Capítulo 8 - Memória no cotidiano

Michael W. Eysenck, Mark T. Keane Grupo A PDF Criptografado

Memória no cotidiano

INTRODUÇÃO

Nos últimos 35 anos, houve um rápido aumento nas pesquisas sobre a memória no cotidiano. O estudo da memória no cotidiano se refere a como usamos a memória em nossa vida diária.

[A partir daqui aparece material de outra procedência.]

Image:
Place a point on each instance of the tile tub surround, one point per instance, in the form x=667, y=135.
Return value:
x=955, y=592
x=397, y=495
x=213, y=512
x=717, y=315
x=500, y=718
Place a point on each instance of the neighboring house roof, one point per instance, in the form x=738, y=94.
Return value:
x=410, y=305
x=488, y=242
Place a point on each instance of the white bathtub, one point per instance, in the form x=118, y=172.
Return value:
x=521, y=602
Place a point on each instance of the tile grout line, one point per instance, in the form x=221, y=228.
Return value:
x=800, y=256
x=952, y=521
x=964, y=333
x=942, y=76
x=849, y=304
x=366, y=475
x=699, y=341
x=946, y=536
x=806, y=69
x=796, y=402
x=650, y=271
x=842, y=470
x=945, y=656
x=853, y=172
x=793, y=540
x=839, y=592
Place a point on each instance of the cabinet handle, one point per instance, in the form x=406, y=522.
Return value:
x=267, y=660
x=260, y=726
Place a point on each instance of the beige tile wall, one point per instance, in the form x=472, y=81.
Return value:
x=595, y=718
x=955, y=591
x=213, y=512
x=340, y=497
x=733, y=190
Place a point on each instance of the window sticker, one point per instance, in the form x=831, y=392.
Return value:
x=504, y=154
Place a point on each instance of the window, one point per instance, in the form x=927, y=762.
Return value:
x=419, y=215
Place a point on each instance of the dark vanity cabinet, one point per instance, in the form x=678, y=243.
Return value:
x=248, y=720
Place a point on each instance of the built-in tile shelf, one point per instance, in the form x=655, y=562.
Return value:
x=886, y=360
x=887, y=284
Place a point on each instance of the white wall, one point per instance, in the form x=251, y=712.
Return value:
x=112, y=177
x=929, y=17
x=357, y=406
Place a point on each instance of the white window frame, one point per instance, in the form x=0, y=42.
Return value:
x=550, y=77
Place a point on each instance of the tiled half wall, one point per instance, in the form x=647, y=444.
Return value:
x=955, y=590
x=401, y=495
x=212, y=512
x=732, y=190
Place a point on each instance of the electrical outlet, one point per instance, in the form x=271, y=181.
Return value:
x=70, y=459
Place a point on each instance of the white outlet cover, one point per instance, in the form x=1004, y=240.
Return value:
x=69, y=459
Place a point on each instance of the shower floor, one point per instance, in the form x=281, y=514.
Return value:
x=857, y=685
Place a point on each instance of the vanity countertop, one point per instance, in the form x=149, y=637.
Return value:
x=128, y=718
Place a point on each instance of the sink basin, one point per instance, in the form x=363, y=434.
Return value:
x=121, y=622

A memória da vida cotidiana difere em alguns aspectos importantes dos tipos de memória tradicionalmente estudados em laboratório e discutidos nos Capítulos

6 e 7. Boa parte está relacionada a nossos objetivos e motivações (Cohen, 2008). Isso pode ser visto com maior clareza na memória prospectiva (recordar para executar as ações pretendidas). Nossas ações pretendidas são concebidas para ajudar a atingirmos nossos objetivos atuais. Por exemplo, muitas vezes o primeiro autor pretende localizar um artigo para atingir o objetivo de concluir um capítulo em um de seus livros.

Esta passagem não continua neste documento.